C.H. Robinson has acquired DeSpir Logistics for about $75 million in cash, adding a niche operator focused on secure transport, cargo escort, and temperature-sensitive handling for high-value freight across North America. DeSpir generated $62 million of revenue in 2025, and C.H. Robinson said the deal should be slightly accretive in 2026.
The target is small relative to C.H. Robinson’s scale, but the rationale is not. This is a margin and control play inside a freight market that has spent the past two years under pricing pressure. Standard brokerage remains competitive and cyclical. High-security freight offers something different: tighter carrier vetting, more operational oversight, and customers that buy on risk reduction rather than lowest cost.
That matters as theft patterns shift from opportunistic pilferage to organized attacks on specific loads. Pharmaceuticals, aerospace components, data center hardware, and luxury retail goods now require closed-loop carrier networks, real-time monitoring, and documented compliance. DeSpir brings that operating discipline along with technology that tracks temperature excursions and potential tampering during transit.
For C.H. Robinson, the acquisition also sharpens its pitch to enterprise shippers that want fewer logistics providers but broader specialization from each one. A large broker with a premium secure-freight capability can capture more wallet share without building the service line from scratch. It also creates a more defensible position against rivals that still compete mainly on capacity access and price.
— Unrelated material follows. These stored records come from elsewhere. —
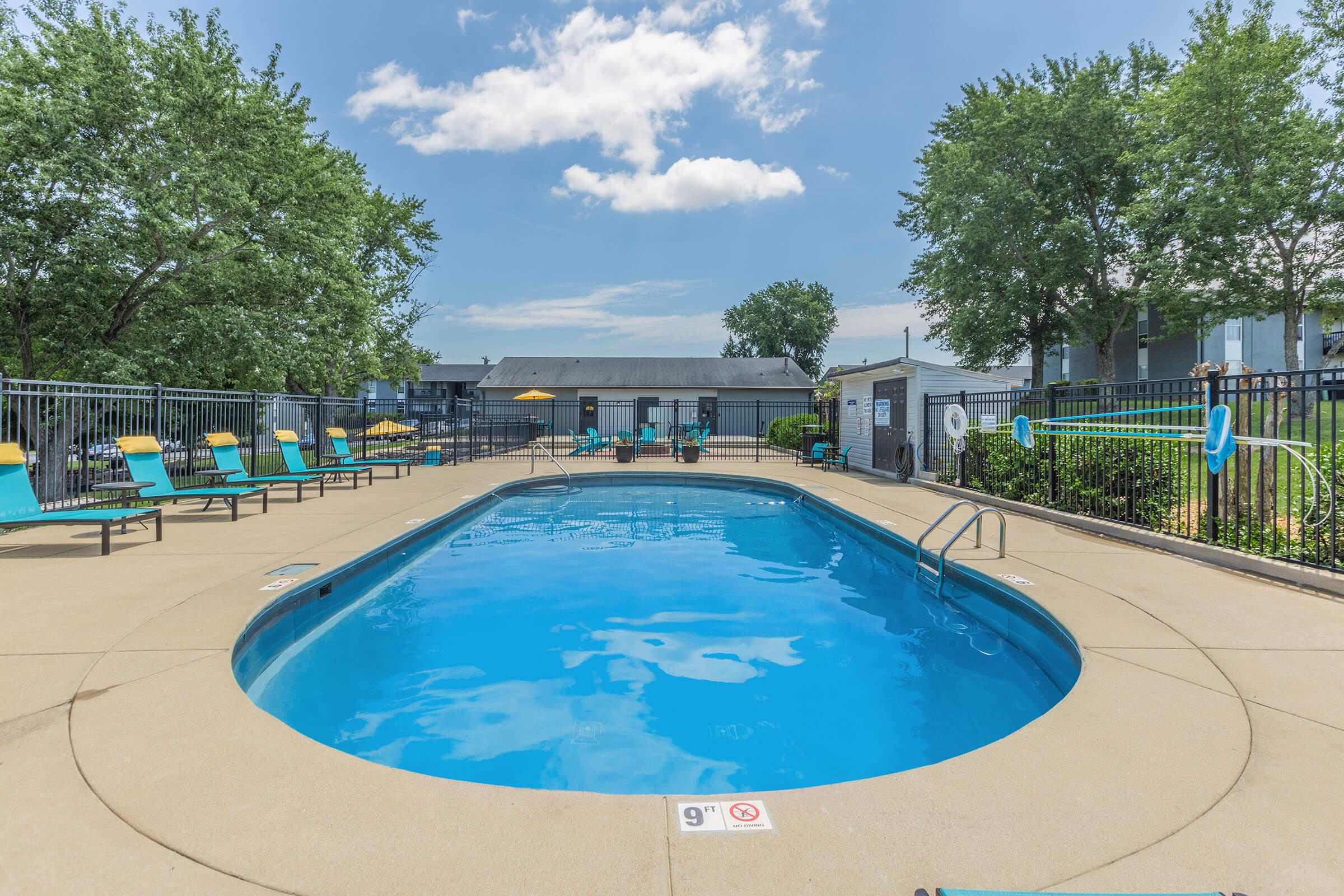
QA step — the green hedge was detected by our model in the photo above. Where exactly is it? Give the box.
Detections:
[765,414,834,451]
[942,431,1188,531]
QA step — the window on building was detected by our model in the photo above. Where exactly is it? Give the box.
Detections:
[1137,305,1148,380]
[1223,319,1243,374]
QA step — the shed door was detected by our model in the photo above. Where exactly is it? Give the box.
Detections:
[872,377,906,473]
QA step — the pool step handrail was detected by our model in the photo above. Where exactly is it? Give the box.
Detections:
[532,441,571,486]
[914,498,1008,598]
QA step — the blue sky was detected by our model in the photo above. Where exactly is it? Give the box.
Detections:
[118,0,1290,364]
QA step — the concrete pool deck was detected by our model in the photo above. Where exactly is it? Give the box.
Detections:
[0,461,1344,896]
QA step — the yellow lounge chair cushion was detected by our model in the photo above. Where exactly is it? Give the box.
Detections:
[117,435,162,454]
[0,442,28,466]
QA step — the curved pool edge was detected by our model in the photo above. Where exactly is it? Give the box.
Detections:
[230,472,1083,773]
[47,464,1285,896]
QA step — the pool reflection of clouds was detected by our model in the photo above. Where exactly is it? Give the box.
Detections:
[562,629,802,684]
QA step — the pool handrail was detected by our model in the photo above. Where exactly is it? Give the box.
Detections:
[913,498,980,579]
[934,508,1008,598]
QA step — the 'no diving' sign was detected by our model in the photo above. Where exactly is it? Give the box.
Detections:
[676,799,774,834]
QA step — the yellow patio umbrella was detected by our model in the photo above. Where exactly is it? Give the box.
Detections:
[364,421,418,435]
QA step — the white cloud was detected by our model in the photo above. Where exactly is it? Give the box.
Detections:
[780,0,830,31]
[348,0,814,172]
[555,157,804,212]
[447,281,723,345]
[832,301,928,341]
[457,10,494,34]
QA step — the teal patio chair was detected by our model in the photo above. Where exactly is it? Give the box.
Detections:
[206,432,326,504]
[570,430,597,457]
[326,426,411,479]
[117,435,268,521]
[821,445,853,473]
[793,442,830,466]
[589,426,615,451]
[0,442,164,556]
[276,430,374,489]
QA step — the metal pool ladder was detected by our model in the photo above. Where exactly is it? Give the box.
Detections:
[532,442,570,491]
[914,498,1008,598]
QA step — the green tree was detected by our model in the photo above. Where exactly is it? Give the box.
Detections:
[1149,0,1344,370]
[722,279,836,379]
[897,44,1175,383]
[0,0,437,392]
[897,78,1068,385]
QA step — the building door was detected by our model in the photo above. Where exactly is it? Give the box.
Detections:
[698,395,719,435]
[872,377,906,473]
[579,396,597,432]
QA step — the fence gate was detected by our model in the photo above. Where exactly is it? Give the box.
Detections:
[872,377,906,473]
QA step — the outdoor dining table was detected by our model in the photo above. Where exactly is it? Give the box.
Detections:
[88,482,153,535]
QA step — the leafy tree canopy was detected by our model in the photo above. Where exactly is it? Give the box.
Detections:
[722,279,836,380]
[0,0,437,394]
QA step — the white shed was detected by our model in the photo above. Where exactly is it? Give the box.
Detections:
[832,357,1021,473]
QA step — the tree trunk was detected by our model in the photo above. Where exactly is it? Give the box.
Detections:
[1031,338,1046,388]
[1284,305,1305,371]
[1096,333,1116,383]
The timing is notable. Transport dealmaking has skewed toward larger transactions this year, even as volume has thinned. Acquire.fyi data shows transport M&A volume is down 25% year over year, while median deal size has climbed to $1.1 billion. Against that backdrop, C.H. Robinson’s move looks less like a scale bet and more like a targeted capability purchase aimed at specific verticals where service failure carries outsized financial and reputational cost.
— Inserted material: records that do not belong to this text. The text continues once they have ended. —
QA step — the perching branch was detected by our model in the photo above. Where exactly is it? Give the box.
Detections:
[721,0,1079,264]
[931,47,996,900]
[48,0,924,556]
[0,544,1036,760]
Investors will likely focus on whether C.H. Robinson can scale DeSpir’s premium model without diluting it. Secure freight is not just another brokerage lane. It depends on scarce carrier relationships, rigorous operating procedures, and customer trust that is hard won and easily lost. If the integration holds, competitors may need to answer with their own specialty buys rather than another round of generalist expansion.